Monday, 11 July 2016
Location: Hörsaal 10 (Juridicum)
Distributed Paper
Raluca IUGULESCU LESTRADE, Institut d'Etudes Politiques de Toulouse (Sciences Po Toulouse), France
In April 2010 the French Health administration was reformed: in each of the 22 French regions were created les Agences Régionales de Santé– the Regional Health Agencies from the merger of seven institutions. This reform was legitimated as a decompartmentalization and an increase of local democracy on health issues. However, it worked more in a centralization direction: it strengthened the regional institutions and weakened the former departmental units in charge with all the local health issues. This paper is a part of a political science PhD in progress.

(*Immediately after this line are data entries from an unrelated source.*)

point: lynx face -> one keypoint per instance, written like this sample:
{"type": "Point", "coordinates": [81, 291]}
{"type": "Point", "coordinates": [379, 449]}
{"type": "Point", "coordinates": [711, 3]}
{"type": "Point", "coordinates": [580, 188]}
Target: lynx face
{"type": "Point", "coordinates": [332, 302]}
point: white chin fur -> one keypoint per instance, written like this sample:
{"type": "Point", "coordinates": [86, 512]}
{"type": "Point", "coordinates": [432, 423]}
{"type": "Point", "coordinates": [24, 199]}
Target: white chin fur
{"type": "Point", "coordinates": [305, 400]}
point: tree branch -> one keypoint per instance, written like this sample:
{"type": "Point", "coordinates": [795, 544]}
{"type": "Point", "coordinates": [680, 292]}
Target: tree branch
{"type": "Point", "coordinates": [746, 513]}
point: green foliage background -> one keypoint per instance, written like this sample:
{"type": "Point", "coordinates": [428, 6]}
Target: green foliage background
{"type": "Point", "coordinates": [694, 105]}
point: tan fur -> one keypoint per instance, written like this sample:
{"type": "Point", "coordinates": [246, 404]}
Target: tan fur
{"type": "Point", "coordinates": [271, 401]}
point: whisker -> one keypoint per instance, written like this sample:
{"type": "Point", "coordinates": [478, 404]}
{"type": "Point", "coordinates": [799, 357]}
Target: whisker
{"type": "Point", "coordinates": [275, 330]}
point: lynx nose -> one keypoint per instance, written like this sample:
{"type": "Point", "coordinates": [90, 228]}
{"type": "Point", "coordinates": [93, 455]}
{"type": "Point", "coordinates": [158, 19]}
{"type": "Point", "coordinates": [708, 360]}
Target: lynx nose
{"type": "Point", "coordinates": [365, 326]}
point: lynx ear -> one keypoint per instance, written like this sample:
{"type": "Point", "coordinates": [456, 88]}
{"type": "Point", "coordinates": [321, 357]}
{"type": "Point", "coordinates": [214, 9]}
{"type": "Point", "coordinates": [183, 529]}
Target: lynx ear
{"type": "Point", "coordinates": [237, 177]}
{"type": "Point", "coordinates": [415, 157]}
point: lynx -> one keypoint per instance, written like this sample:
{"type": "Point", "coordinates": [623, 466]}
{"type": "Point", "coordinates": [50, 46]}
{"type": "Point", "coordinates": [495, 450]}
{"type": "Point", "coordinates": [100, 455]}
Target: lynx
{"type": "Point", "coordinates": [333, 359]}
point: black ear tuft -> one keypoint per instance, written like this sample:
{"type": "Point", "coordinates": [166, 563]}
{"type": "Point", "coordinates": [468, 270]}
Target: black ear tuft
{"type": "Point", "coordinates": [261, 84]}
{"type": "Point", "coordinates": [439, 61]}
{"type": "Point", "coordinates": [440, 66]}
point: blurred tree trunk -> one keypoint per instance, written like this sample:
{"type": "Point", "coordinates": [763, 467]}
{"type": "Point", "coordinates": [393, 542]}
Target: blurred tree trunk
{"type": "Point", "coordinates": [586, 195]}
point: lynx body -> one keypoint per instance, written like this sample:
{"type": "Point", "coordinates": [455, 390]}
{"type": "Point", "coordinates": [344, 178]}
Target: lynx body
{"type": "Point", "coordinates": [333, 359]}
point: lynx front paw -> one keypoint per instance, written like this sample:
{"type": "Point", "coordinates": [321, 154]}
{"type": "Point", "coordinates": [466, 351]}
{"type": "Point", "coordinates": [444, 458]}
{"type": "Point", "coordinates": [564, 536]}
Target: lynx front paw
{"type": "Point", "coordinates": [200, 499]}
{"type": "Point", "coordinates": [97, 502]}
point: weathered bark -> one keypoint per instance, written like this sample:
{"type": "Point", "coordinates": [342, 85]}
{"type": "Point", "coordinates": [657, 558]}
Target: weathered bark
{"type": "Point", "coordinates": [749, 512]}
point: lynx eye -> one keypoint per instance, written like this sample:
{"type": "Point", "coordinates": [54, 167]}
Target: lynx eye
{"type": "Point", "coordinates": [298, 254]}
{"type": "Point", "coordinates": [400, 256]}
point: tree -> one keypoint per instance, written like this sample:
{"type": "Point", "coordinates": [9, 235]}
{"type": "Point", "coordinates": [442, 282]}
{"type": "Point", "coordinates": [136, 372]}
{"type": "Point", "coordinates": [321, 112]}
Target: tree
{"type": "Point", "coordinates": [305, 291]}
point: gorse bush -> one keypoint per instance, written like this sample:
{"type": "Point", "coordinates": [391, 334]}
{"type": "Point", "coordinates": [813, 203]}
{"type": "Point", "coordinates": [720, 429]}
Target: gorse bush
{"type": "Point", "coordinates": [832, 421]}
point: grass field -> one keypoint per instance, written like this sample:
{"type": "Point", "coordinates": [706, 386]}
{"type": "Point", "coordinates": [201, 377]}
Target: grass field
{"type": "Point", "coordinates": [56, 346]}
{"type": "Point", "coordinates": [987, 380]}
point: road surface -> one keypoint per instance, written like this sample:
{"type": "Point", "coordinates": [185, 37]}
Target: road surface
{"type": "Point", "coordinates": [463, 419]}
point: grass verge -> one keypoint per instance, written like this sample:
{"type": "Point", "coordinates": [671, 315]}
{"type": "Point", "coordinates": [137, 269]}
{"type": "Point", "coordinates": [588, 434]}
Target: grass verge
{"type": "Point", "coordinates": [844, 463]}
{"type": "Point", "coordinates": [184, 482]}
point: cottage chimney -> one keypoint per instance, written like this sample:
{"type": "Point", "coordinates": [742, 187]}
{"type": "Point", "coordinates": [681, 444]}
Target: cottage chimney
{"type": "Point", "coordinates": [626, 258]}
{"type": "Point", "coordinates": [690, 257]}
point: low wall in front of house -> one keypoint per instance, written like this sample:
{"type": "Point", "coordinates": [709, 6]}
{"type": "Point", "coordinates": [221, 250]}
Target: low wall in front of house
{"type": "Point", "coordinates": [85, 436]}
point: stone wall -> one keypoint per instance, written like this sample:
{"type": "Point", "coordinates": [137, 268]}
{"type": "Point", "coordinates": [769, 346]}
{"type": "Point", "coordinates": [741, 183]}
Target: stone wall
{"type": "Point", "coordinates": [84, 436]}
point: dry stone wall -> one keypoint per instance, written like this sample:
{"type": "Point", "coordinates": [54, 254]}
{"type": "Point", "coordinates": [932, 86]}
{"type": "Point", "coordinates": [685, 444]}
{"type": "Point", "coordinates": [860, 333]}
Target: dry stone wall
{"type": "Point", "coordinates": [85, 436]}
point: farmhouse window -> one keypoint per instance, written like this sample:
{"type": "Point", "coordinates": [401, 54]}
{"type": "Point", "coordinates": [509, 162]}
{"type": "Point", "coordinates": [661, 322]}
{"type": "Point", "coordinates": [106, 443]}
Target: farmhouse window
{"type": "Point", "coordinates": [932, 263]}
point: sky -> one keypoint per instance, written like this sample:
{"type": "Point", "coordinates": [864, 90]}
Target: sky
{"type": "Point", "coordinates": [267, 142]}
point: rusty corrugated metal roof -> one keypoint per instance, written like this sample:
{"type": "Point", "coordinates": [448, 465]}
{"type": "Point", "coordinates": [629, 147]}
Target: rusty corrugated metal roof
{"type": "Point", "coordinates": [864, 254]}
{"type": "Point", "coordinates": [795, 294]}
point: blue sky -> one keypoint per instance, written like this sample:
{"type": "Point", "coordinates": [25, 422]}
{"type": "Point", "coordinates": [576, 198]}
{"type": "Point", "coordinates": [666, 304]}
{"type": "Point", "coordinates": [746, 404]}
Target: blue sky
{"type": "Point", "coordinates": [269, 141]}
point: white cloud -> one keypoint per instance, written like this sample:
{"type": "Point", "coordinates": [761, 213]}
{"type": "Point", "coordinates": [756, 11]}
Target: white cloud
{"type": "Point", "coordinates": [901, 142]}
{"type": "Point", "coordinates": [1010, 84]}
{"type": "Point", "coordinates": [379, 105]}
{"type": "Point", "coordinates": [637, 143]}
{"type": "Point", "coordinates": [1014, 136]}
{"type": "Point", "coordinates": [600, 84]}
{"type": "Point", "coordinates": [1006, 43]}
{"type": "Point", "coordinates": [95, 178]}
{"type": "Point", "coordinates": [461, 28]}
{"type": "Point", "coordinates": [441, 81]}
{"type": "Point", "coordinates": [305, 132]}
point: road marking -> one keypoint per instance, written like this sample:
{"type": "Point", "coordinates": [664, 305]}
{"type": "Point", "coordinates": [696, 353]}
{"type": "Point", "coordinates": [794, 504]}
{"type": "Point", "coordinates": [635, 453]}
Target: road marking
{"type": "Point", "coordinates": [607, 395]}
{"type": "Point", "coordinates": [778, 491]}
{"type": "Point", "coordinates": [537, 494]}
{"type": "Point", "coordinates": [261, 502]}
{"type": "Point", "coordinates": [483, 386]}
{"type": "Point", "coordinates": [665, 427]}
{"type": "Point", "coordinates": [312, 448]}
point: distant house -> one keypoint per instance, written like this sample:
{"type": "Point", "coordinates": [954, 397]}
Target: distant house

We question the capacity of these new regional health agencies, as they result from an institutional merger, to build a common administrative culture (Peters, 2001). In this respect, a qualitative methodology (participant observation and in-depth interviews) provide empirical evidence. Our first findings seem to reveal the institutional merger as an opportunity to create new professional positions at a regional level. Being in charge with the preparation of the crisis local devices (Lascoumes, Le Galès, 2010) named “Plans” and with their monitoring, these agents performing some “métiers flous”(Jeannot, 2005) - “blurred occupations” - are the interface between central, regional, local levels of health administration. These positions are held by traditional civil servants (administrative, medical) occupying new positions and also by new agents recruited on fixed-term contracts. Old and emerging forms of professionalization coexist. Two notions often confront each-other: occupation and duty (civil service). We mobilize a theoretical frame using the French sociology of institution (Lagroye), the sociology of professions (Abbott, 1988) to shed light on the new figures of health administration: the Regional Health Agencies. They are considered here as institutional figures of the ''risk regulation regimes” (Hood, Rothstein, Baldwin, 2001) linking, through these new professional positions, the French State to other institutions in forms of national and international nodality (Hood, Margetts, 2007).